Improving error handling #39

dmgerman · 2026-06-22T01:08:38Z

dmgerman
Jun 22, 2026

great work everybody,

blobExec silently ignores any errors in the script that is trying to filter the blobs.

I have added error checking to blobExec that will output debug information to stderr. And I think that it would be valuable to have a command line option that aborts processing if there is an error. The reason being is that one error might completely invalidate the rest of the processing.

I have added a flag --abort-on-error

if that is of interest, I'll submit a pull-request.

But now that we have agents. Why don't we do all the processing inside blobexec? one of the biggest problems with cregit is that it takes a long time for big repositories because of all the forking. What if the user was able to provide altenatively a dynamic library that manages process the blob instead of a script? and on top of that, one of the major costs of processing the a repo repeatedly is lack of incremental processing. That seems to be also a feature that might not be difficult to implement now (the old repo becomes the source of memoized blobs). Wow, the work you have all done opens a lot ofimprovements in speed and flexibility

please see this:

EllianCarlos · 2026-06-22T02:44:32Z

EllianCarlos
Jun 22, 2026
Maintainer

Thank you for taking a look at our work and the collaboration!

I have added a flag --abort-on-error

if that is of interest, I'll submit a pull-request.

A flag --abort-on-error is a great addition, I think that it logs some errors, but to stdout and not stderr, so we might also want to change that. If you can submit a PR, we'd be glad to add it.
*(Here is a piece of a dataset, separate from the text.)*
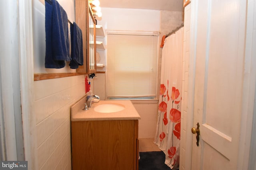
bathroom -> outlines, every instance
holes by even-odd
[[[24,21],[23,22],[26,23],[26,24],[24,24],[24,25],[20,24],[18,26],[20,27],[20,29],[22,28],[26,28],[23,30],[21,29],[20,31],[23,31],[24,36],[26,36],[26,40],[23,40],[22,43],[20,43],[19,44],[20,44],[20,46],[19,47],[20,48],[20,49],[26,49],[26,51],[20,50],[20,52],[19,53],[17,52],[18,54],[16,55],[17,56],[21,55],[20,56],[22,56],[20,57],[20,62],[22,64],[20,64],[19,69],[18,69],[18,63],[15,63],[15,64],[16,65],[13,64],[13,66],[12,68],[7,67],[7,66],[4,67],[4,66],[3,66],[2,64],[1,64],[1,86],[2,87],[3,89],[5,87],[8,87],[8,86],[5,86],[7,85],[4,84],[4,83],[2,80],[9,80],[8,78],[6,77],[6,75],[8,74],[5,74],[6,75],[4,75],[3,73],[4,72],[3,72],[3,70],[2,70],[2,68],[4,68],[4,70],[6,71],[6,72],[18,72],[18,73],[16,73],[18,74],[18,77],[19,77],[19,72],[20,72],[21,76],[20,78],[21,83],[20,86],[17,85],[19,84],[18,83],[20,82],[18,79],[16,78],[17,77],[17,74],[16,74],[16,76],[13,76],[12,79],[9,81],[11,82],[11,84],[15,84],[16,86],[18,86],[18,87],[14,86],[14,88],[18,88],[21,89],[21,94],[20,94],[20,98],[21,99],[19,102],[21,103],[21,105],[22,106],[22,110],[23,113],[22,115],[22,122],[23,123],[22,128],[23,129],[24,140],[23,143],[21,144],[20,142],[15,143],[15,140],[13,142],[13,140],[12,140],[15,139],[15,137],[16,139],[20,137],[20,136],[17,135],[15,136],[15,135],[13,134],[12,135],[14,135],[14,136],[10,135],[7,137],[6,140],[6,141],[8,141],[8,144],[7,146],[7,148],[8,149],[7,149],[7,150],[10,150],[10,152],[7,154],[7,155],[6,155],[6,157],[7,158],[8,160],[14,160],[17,159],[17,154],[18,154],[18,158],[24,156],[24,155],[20,155],[17,154],[17,153],[20,153],[18,149],[16,150],[14,150],[15,149],[11,149],[11,148],[16,148],[16,147],[17,147],[17,148],[18,148],[18,147],[17,146],[19,146],[19,146],[20,147],[20,145],[21,145],[24,146],[24,154],[26,158],[26,160],[28,160],[28,163],[30,165],[30,167],[32,167],[31,169],[40,169],[40,168],[42,169],[54,169],[52,167],[56,167],[56,169],[69,170],[71,169],[71,165],[70,155],[71,141],[70,138],[70,106],[84,96],[85,93],[84,90],[85,75],[82,75],[34,81],[34,73],[40,72],[37,72],[37,70],[35,70],[34,69],[40,70],[40,69],[42,68],[36,67],[36,66],[35,67],[35,66],[36,66],[36,64],[38,63],[34,63],[32,59],[36,57],[36,56],[42,55],[42,54],[40,54],[40,53],[43,52],[40,50],[34,50],[34,51],[33,51],[33,49],[26,48],[26,45],[28,45],[28,44],[33,45],[34,41],[34,43],[35,44],[34,45],[36,46],[37,45],[38,46],[38,45],[40,46],[40,45],[38,45],[36,43],[43,43],[44,41],[44,39],[42,39],[40,37],[37,38],[36,35],[33,35],[33,39],[32,39],[31,37],[29,35],[32,35],[31,33],[32,32],[32,27],[33,24],[35,24],[34,23],[32,23],[32,18],[34,17],[43,17],[42,18],[43,18],[44,13],[41,11],[39,11],[38,13],[36,13],[38,16],[35,16],[31,15],[32,13],[32,11],[35,10],[34,8],[36,5],[38,6],[37,6],[37,7],[39,6],[38,8],[41,8],[41,10],[43,10],[43,11],[44,6],[40,1],[39,0],[34,0],[32,1],[24,1],[24,2],[20,2],[19,6],[17,7],[17,8],[14,8],[14,9],[13,9],[13,10],[16,9],[16,13],[19,12],[19,14],[20,17],[19,20],[21,21]],[[58,1],[60,3],[62,2],[60,0]],[[74,1],[68,1],[68,2],[66,2],[66,1],[65,1],[65,3],[63,4],[62,4],[62,5],[64,8],[65,8],[65,6],[68,7],[66,8],[66,9],[65,8],[68,14],[73,14],[74,15],[74,11],[72,10],[72,9],[74,9]],[[238,1],[236,1],[236,3],[238,4],[238,2],[238,2]],[[12,5],[12,6],[16,6],[17,5],[16,4],[16,3],[15,3],[14,4],[11,4],[11,2],[9,2],[8,3],[1,2],[1,5],[2,5],[2,3],[3,3],[2,5],[1,6],[3,10],[2,10],[2,11],[5,11],[4,10],[6,10],[8,12],[7,9],[9,8],[5,8],[6,9],[4,9],[4,7],[6,7],[7,6],[11,5]],[[248,16],[247,17],[247,18],[246,18],[246,17],[245,16],[246,12],[244,12],[245,10],[241,10],[241,11],[244,12],[243,13],[241,12],[242,14],[240,14],[244,17],[243,18],[241,17],[241,19],[246,18],[248,20],[248,23],[253,23],[253,24],[252,23],[251,25],[248,24],[247,27],[247,29],[246,29],[246,31],[249,34],[248,35],[250,36],[247,37],[246,35],[244,35],[244,37],[246,37],[247,38],[247,39],[248,39],[246,42],[247,48],[246,49],[247,51],[245,50],[246,53],[245,53],[244,57],[247,60],[247,61],[249,61],[248,62],[245,62],[247,65],[245,65],[244,67],[246,68],[248,68],[248,70],[246,70],[247,72],[245,73],[245,74],[247,75],[247,77],[246,77],[246,78],[244,78],[244,80],[243,81],[241,81],[240,82],[243,82],[244,86],[246,87],[244,88],[246,88],[247,87],[248,88],[246,89],[249,89],[248,90],[249,91],[248,91],[249,92],[247,92],[248,94],[254,94],[255,86],[255,78],[253,77],[255,77],[255,76],[254,77],[254,75],[255,75],[255,69],[253,68],[253,67],[254,66],[254,68],[256,67],[255,66],[255,63],[256,62],[255,59],[252,57],[250,58],[250,56],[253,56],[254,55],[255,56],[256,53],[255,51],[253,50],[252,50],[250,52],[249,52],[250,51],[250,44],[251,46],[252,46],[252,45],[255,45],[255,36],[253,37],[252,35],[255,35],[255,34],[254,34],[255,33],[254,33],[253,31],[255,30],[255,17],[254,18],[253,16],[254,16],[254,14],[255,14],[256,12],[253,9],[250,8],[250,7],[255,7],[256,5],[255,3],[254,2],[250,1],[248,2],[248,3],[251,4],[249,4],[248,5],[246,4],[246,5],[243,4],[240,5],[241,8],[242,8],[243,9],[248,8],[248,12],[246,14]],[[182,2],[181,4],[183,5],[183,2]],[[193,59],[192,58],[193,57],[192,54],[193,54],[192,53],[195,53],[195,49],[192,48],[194,46],[191,45],[190,44],[190,42],[191,43],[192,41],[196,42],[195,39],[196,39],[195,35],[192,34],[192,33],[194,33],[195,32],[194,29],[196,26],[191,23],[195,23],[196,20],[195,19],[196,17],[196,17],[198,17],[199,16],[202,18],[203,18],[204,16],[203,15],[202,16],[198,15],[198,16],[195,15],[197,13],[194,13],[194,11],[193,10],[198,9],[195,6],[196,5],[198,5],[198,3],[202,3],[202,2],[200,1],[193,1],[192,0],[191,2],[185,7],[184,13],[183,13],[183,11],[160,11],[159,10],[138,9],[130,10],[129,10],[124,9],[122,10],[123,13],[120,14],[120,15],[118,16],[120,17],[120,18],[118,20],[118,21],[120,22],[122,21],[122,17],[123,16],[122,15],[122,14],[125,16],[126,15],[126,14],[130,14],[130,12],[132,11],[132,15],[132,15],[131,17],[132,17],[133,19],[134,20],[134,24],[132,24],[131,23],[129,23],[129,25],[124,25],[124,23],[120,24],[120,23],[118,22],[118,23],[114,23],[115,25],[113,25],[115,27],[116,27],[115,28],[113,28],[113,29],[115,28],[122,29],[123,27],[125,27],[126,29],[130,28],[132,30],[143,30],[144,31],[148,31],[149,30],[148,29],[150,29],[149,31],[152,31],[152,30],[160,31],[160,28],[164,27],[164,31],[161,30],[161,32],[162,31],[165,32],[165,33],[163,33],[163,35],[164,35],[175,29],[176,27],[180,25],[180,23],[183,22],[184,23],[184,28],[187,29],[186,29],[186,35],[185,35],[185,34],[184,34],[184,48],[186,49],[186,54],[187,54],[187,55],[186,55],[186,57],[184,57],[183,61],[184,66],[183,67],[184,71],[184,78],[183,78],[183,83],[184,83],[184,88],[186,87],[186,88],[183,88],[184,90],[182,90],[182,95],[186,94],[187,96],[184,96],[184,97],[182,97],[182,103],[184,104],[182,106],[184,109],[184,114],[182,115],[182,122],[183,122],[183,125],[182,125],[182,130],[181,130],[182,132],[180,140],[181,147],[182,147],[182,151],[181,149],[180,153],[180,165],[181,165],[181,166],[180,166],[181,169],[190,169],[191,168],[188,167],[190,167],[190,166],[191,166],[191,165],[190,165],[190,164],[191,164],[191,157],[190,158],[190,162],[189,160],[189,157],[191,156],[190,156],[189,153],[191,151],[189,150],[189,148],[189,148],[189,147],[190,145],[192,145],[191,143],[192,143],[191,141],[192,137],[192,134],[190,133],[190,131],[187,133],[186,133],[186,132],[188,132],[189,131],[187,129],[190,129],[192,127],[196,126],[196,124],[194,124],[192,121],[193,116],[191,114],[187,114],[186,113],[193,112],[193,108],[192,106],[191,106],[191,101],[193,100],[193,98],[191,96],[190,96],[191,94],[188,93],[189,92],[191,91],[191,90],[193,88],[193,86],[191,86],[192,85],[190,86],[191,84],[190,84],[190,82],[192,82],[193,80],[191,80],[191,77],[188,76],[188,72],[193,72],[193,70],[191,70],[190,69],[191,69],[191,68],[194,66],[193,65],[191,65],[191,64],[192,64],[193,63],[193,61],[192,59]],[[222,4],[221,3],[220,3]],[[28,5],[28,4],[29,5]],[[224,4],[222,4],[222,5],[224,6]],[[102,10],[104,10],[104,8],[102,8]],[[70,10],[70,9],[71,9],[71,10]],[[107,9],[106,8],[105,10],[106,10]],[[199,9],[199,10],[201,10],[201,11],[201,11],[201,12],[202,12],[202,11],[203,12],[203,10],[202,9]],[[115,12],[116,12],[118,10],[118,9],[113,9],[112,14],[115,14]],[[136,14],[136,12],[138,13]],[[238,12],[236,11],[233,12],[234,13],[234,14],[236,15],[237,13],[236,12]],[[22,14],[24,15],[24,17],[22,17],[23,16]],[[105,15],[106,16],[110,15],[110,16],[111,14],[109,13]],[[10,17],[6,17],[7,18],[4,19],[3,20],[10,20],[10,18],[11,18],[11,16],[15,16],[15,13],[13,13],[12,15],[13,16],[10,15]],[[40,15],[43,15],[43,16],[40,16]],[[103,13],[103,15],[104,15],[104,14]],[[128,15],[126,15],[126,16],[127,16]],[[1,15],[1,16],[3,16],[3,15]],[[175,17],[174,16],[175,16]],[[70,17],[72,18],[74,18],[74,16],[70,16]],[[219,16],[219,17],[220,18],[221,16]],[[136,20],[135,20],[134,18]],[[165,20],[166,18],[168,18],[168,20]],[[18,20],[18,19],[17,19]],[[22,19],[24,20],[23,21]],[[194,20],[193,20],[193,19]],[[4,21],[5,21],[5,20],[4,20]],[[8,20],[7,20],[7,21]],[[38,22],[38,23],[37,23],[38,25],[37,25],[38,27],[38,29],[40,30],[39,31],[44,32],[44,27],[40,27],[40,23],[43,22],[43,20],[36,20],[36,22]],[[150,23],[151,21],[153,21],[155,22],[151,23],[151,24],[152,25],[146,25],[147,24],[149,24],[149,23]],[[254,22],[253,22],[254,21]],[[100,22],[100,21],[99,22]],[[142,22],[144,22],[146,23],[144,24],[138,23],[141,23]],[[21,23],[22,23],[23,22],[21,22]],[[132,22],[131,23],[132,23]],[[161,25],[162,24],[162,25]],[[169,25],[166,26],[165,25],[166,24],[170,24],[170,26],[173,27],[169,27],[170,26]],[[110,24],[110,23],[108,23],[108,24]],[[110,27],[110,25],[108,25],[107,26]],[[206,25],[203,24],[202,24],[202,26],[203,27],[206,27]],[[14,28],[12,28],[10,30],[14,31],[15,30],[13,30]],[[190,29],[191,29],[191,30],[190,30]],[[203,29],[203,30],[204,30]],[[229,30],[231,31],[232,29]],[[228,30],[225,30],[225,31],[226,33],[228,31]],[[162,36],[163,35],[161,35]],[[241,36],[243,35],[242,34],[242,35]],[[187,38],[186,38],[185,37]],[[253,38],[252,38],[252,40],[254,41],[251,41],[252,43],[250,44],[250,38],[248,38],[248,37],[253,37],[253,39],[252,39]],[[4,37],[1,36],[1,37]],[[17,40],[17,42],[20,42],[18,41],[21,41],[20,39],[22,40],[22,39],[20,39],[20,40]],[[24,46],[22,47],[22,45],[24,45]],[[3,44],[2,45],[1,45],[1,47],[4,47],[4,46]],[[239,46],[239,47],[241,46]],[[205,48],[207,49],[207,48],[205,47]],[[191,53],[190,54],[189,52],[190,51]],[[20,54],[19,55],[18,54]],[[32,55],[32,54],[34,54]],[[22,55],[24,55],[23,57],[22,57]],[[1,54],[2,56],[2,55]],[[24,56],[28,56],[28,57],[24,57]],[[16,58],[14,58],[14,59]],[[19,59],[18,58],[18,59],[16,60],[17,61],[19,61]],[[195,60],[195,59],[194,59]],[[10,62],[8,61],[7,61]],[[3,63],[2,62],[2,60],[1,61],[0,63]],[[42,62],[42,61],[40,62]],[[43,62],[43,61],[42,62]],[[212,61],[212,62],[213,62],[214,61]],[[243,61],[242,61],[242,63],[243,63]],[[190,64],[189,64],[188,63],[190,63]],[[250,67],[250,63],[252,63],[251,64],[252,64],[251,68]],[[189,65],[190,66],[189,67]],[[16,68],[17,70],[15,70],[15,67],[14,66],[16,66]],[[250,72],[249,70],[250,70]],[[54,73],[59,73],[60,72],[58,72],[58,71],[60,71],[61,73],[63,71],[54,70],[52,71],[55,72]],[[65,70],[64,71],[69,71]],[[192,74],[192,75],[193,74]],[[104,89],[104,88],[102,88],[101,86],[105,84],[105,75],[104,73],[96,74],[96,77],[95,77],[92,80],[92,83],[93,85],[91,86],[91,89],[95,92],[95,94],[100,96],[103,100],[106,97],[105,92],[102,91],[102,89]],[[250,80],[251,80],[250,82]],[[7,81],[6,83],[8,83],[8,81]],[[186,84],[186,86],[185,84]],[[8,85],[8,84],[7,84]],[[185,90],[185,89],[188,91],[186,92]],[[5,93],[5,92],[4,92],[2,90],[1,96],[5,97],[4,99],[6,99],[7,98],[6,98],[6,96],[8,96],[8,94],[6,94]],[[251,96],[246,93],[244,92],[244,93],[245,94],[244,94],[244,96],[242,97],[243,99],[246,99],[248,101],[254,101],[254,95],[253,96]],[[4,104],[5,104],[4,101],[2,99],[2,100],[1,100],[1,102],[4,104],[2,104],[3,106],[5,106]],[[6,99],[5,100],[6,100]],[[221,98],[221,99],[219,99],[219,100],[225,100],[225,99]],[[28,102],[28,101],[29,102]],[[251,148],[253,149],[254,148],[252,146],[255,146],[255,141],[253,137],[255,136],[254,135],[255,135],[255,131],[252,130],[251,128],[251,126],[253,124],[253,120],[254,120],[254,122],[255,122],[255,121],[252,119],[252,115],[253,114],[255,115],[255,111],[254,112],[253,103],[250,103],[248,102],[245,102],[241,103],[243,104],[243,107],[246,107],[246,109],[247,109],[247,111],[245,112],[248,113],[246,115],[244,115],[245,113],[243,113],[243,116],[241,117],[240,120],[241,121],[240,123],[242,125],[240,127],[241,131],[246,132],[246,133],[242,133],[243,134],[242,137],[240,138],[240,142],[245,143],[246,145],[245,145],[247,146],[246,147],[244,146],[240,147],[240,150],[245,151],[244,151],[244,152],[242,150],[239,151],[239,153],[243,155],[242,156],[242,158],[243,158],[242,159],[242,161],[241,161],[243,163],[242,163],[242,165],[240,164],[241,163],[240,163],[239,165],[237,165],[237,167],[241,167],[241,166],[244,166],[247,167],[251,167],[253,166],[254,165],[255,166],[255,164],[253,162],[255,162],[255,158],[256,157],[255,155],[256,152],[254,152],[254,153],[253,152],[250,152],[250,150],[250,150],[251,149],[250,147],[250,146],[251,145]],[[253,102],[251,103],[253,103]],[[248,104],[246,105],[246,104]],[[187,107],[185,106],[186,105],[187,105]],[[146,107],[145,107],[145,106],[146,106]],[[143,113],[143,111],[144,111],[145,113],[146,113],[146,115],[148,118],[148,120],[146,120],[147,126],[143,125],[142,120],[141,121],[141,123],[140,123],[139,138],[154,137],[156,131],[155,123],[156,121],[156,113],[158,106],[157,101],[156,102],[153,102],[153,103],[150,104],[136,103],[134,104],[134,106],[138,110],[138,112],[142,111],[142,113]],[[2,106],[1,107],[2,108]],[[152,112],[152,114],[150,113],[150,112],[148,113],[148,110],[143,110],[144,108],[148,109],[148,110],[150,111],[150,112]],[[155,111],[151,111],[154,110]],[[2,111],[3,111],[1,110],[1,114],[2,114]],[[4,113],[5,111],[6,111],[6,110],[4,110]],[[149,116],[149,115],[150,115]],[[140,115],[142,118],[143,117],[144,115],[143,113],[140,113]],[[6,119],[5,120],[6,120],[7,118],[6,117],[5,118]],[[9,120],[11,120],[11,118],[12,117],[10,118]],[[11,124],[10,125],[11,125]],[[10,131],[8,131],[8,132],[11,132],[10,134],[12,134],[12,132],[14,131],[14,131],[14,133],[13,133],[15,134],[15,131],[17,131],[18,130],[17,129],[15,129],[15,128],[13,127],[8,127],[7,129],[8,129],[8,128],[10,128]],[[246,130],[248,129],[250,130],[249,131]],[[203,133],[202,133],[202,137],[203,136]],[[194,140],[195,139],[194,139],[194,137],[193,137],[193,142],[194,143]],[[191,139],[190,139],[189,138],[191,138]],[[255,138],[254,138],[254,139]],[[16,140],[17,141],[20,141],[18,139]],[[250,142],[251,141],[251,142]],[[11,141],[12,142],[11,142]],[[191,143],[190,144],[190,143]],[[16,147],[14,147],[13,146],[16,146]],[[189,149],[186,149],[186,148],[188,148]],[[246,154],[246,153],[248,153],[248,154]],[[250,153],[250,155],[249,153]],[[254,159],[254,160],[253,159]],[[248,160],[249,161],[248,162]],[[238,168],[237,169],[239,168]],[[242,169],[240,168],[240,169]],[[247,168],[245,168],[245,169],[243,168],[243,169],[249,169]],[[255,169],[255,168],[254,169]]]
But now that we have agents. Why don't we do all the processing inside blobexec? one of the biggest problems with cregit is that it takes a long time for big repositories because of all the forking.

I think that makes more sense since blobexec already executes for all files and we already transformed it into a library locally, so this is also an easier change now.

What if the user was able to provide altenatively a dynamic library that manages process the blob instead of a script?

I agree this is a good path. The transform(blob, filename, blobId) interface is basically what blobExec already passes the script, so it's not a big change. The main thing to watch is making it thread-safe, since we'd want to run blobs in parallel across cores. Also, we would be able to keep things loaded between blobs (like the srcML parser and the memo cache) instead of starting cold every time.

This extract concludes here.